Professor of Anthropology (on leave)
Socio-cultural anthropology, gender, migration and refugees, political conflict, research methods, Africa, Europe, North America
Carnegie 04a
651-696-6439
[email protected]
she/her/hers
Dianna Shandy is Professor of Anthropology. During her more than two decades at Macalester, Professor Shandy has taught and held a number of leadership positions. Currently, she is serving as Interim Dean of the Faculty. She was a 2019-2020 American Council on Education (ACE) fellow in the President’s Office at Elon University. She has served as department chair, associate dean in the Kofi Annan Institute for Global Citizenship, and as Director of African Studies at Macalester.
Shandy has served as visiting faculty at the University of Cape Town in the Macalester-Pomona-Swarthmore Program in South Africa, as an African Diaspora Expert Fellow at the Offices of the United Nations High Commissioner for Refugees in Geneva, and as an Executive Leadership Fellow at the Center for Integrative Leadership, University of Minnesota. Shandy serves as Gender Equity Seat on the Members’ Programmatic Advisory and Advocacy Committee (MPAAC) of the American Anthropological Association, where she was co-lead in writing the 2018 Sexual Harassment and Sexual Assault Policy and co-recipient of the 2018 American Anthropological Association Gender Equity Award.

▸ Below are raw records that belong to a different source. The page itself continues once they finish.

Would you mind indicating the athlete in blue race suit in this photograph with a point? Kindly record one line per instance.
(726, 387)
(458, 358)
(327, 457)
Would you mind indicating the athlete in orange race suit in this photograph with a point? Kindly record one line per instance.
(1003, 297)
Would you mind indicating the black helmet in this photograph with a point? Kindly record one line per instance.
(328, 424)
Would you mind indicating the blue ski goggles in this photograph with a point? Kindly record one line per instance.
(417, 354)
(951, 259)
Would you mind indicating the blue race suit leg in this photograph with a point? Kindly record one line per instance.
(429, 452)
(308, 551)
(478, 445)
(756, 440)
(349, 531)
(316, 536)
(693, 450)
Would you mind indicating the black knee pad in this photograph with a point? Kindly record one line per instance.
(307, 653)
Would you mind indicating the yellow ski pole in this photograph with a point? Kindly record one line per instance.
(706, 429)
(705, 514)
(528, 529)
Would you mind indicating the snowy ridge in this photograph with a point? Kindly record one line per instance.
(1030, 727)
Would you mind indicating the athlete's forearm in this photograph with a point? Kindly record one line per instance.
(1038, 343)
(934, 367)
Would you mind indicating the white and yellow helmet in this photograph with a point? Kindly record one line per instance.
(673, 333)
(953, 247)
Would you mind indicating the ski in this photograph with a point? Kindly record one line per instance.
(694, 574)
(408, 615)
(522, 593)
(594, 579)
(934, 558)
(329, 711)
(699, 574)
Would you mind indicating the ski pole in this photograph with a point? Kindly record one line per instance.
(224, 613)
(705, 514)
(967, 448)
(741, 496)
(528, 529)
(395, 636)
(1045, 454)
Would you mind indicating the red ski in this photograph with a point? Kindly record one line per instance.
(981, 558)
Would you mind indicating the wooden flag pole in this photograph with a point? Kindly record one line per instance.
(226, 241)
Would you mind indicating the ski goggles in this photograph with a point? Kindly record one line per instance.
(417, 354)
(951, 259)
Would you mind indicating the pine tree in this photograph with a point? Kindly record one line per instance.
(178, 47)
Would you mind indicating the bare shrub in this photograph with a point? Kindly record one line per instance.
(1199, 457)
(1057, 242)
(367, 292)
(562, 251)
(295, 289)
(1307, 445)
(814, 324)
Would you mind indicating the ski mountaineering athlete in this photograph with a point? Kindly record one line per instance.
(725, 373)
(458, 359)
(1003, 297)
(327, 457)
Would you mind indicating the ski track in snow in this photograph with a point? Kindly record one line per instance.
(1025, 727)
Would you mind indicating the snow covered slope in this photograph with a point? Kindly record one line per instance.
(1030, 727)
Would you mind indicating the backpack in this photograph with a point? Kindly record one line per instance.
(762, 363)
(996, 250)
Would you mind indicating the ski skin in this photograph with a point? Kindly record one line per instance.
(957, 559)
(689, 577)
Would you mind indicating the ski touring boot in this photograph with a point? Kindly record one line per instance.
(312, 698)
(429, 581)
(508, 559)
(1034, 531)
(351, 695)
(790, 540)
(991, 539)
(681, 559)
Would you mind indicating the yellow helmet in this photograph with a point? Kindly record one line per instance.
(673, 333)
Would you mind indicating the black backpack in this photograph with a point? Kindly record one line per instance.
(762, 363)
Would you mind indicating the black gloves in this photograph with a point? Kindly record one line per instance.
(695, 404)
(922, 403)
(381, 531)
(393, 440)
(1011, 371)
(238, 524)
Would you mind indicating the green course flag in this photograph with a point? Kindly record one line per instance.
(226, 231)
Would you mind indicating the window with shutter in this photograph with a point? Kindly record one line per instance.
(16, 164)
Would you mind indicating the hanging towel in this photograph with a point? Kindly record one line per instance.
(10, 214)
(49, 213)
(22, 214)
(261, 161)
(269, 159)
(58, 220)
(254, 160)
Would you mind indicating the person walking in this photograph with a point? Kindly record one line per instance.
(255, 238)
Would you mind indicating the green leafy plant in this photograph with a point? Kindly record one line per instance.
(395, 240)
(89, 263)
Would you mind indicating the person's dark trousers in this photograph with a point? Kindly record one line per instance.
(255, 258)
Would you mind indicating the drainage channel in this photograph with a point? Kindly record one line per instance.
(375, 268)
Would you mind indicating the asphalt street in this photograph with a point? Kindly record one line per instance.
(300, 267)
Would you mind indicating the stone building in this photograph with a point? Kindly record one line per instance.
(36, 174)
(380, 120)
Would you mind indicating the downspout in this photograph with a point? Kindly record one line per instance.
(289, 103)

She has been past-president, president, and vice president of the International Association for the Study of Forced Migration (IASFM), program co-chair for the African Studies Association Annual Meeting, and has served on the boards of Refuge: Canada’s Journal on Refugees, International Migration, Bildhaan: A Journal of Somali Studies, Africa Network, and the Forced Migration Upward Mobility Project.
Shandy graduated from Georgetown University with a B.S. in Languages and Certificates in Russian Areas Studies and African Studies, and received an M.A. in Anthropology and Education from Teachers College, Columbia University and an MPhil. and Ph.D. in Anthropology from Columbia University in New York City. Her work spans U.S. and international settings, with research and teaching interests in migration and refugees; humanitarianism; gender; and African and African Diaspora Studies. Her books include: Conformity and Conflict: A Reader in Cultural Anthropology, 15th Edition (with David McCurdy and James Spradley, 2016); Glass Ceilings and 100-Hour Couples: What the Opt-Out Phenomenon Can Teach Us About Work and Family (with Karine Moe, 2010); Nuer-American Passages: Globalizing Sudanese Migration (2007); The Cultural Experience: Ethnography in Complex Society, 2nd Ed. (with David McCurdy and James Spradley, 2005), and Rethinking Refuge and Displacement (with Elzbieta Gozdziak.) She is the author of more than 15 peer reviewed articles and 35 other publications.
Recent courses she has taught include: Gender, Power, and Sexualities in Africa; Writing Human Rights; Race, Racism, Decolonization: Lessons from South Africa; Refugees and Humanitarian Response; Ethnographic Interviewing; Cultural Anthropology; Senior Seminar; Culture and Globalization; and Life Histories, Cultures, Selves. She also teaches a course in French, “The Language of Diplomacy,” with French Professor Juliette Rogers, that explores questions of vocation and international public service and includes a program in The Hague, Geneva, Marseille, and Paris to visit the institutions engaged in the course.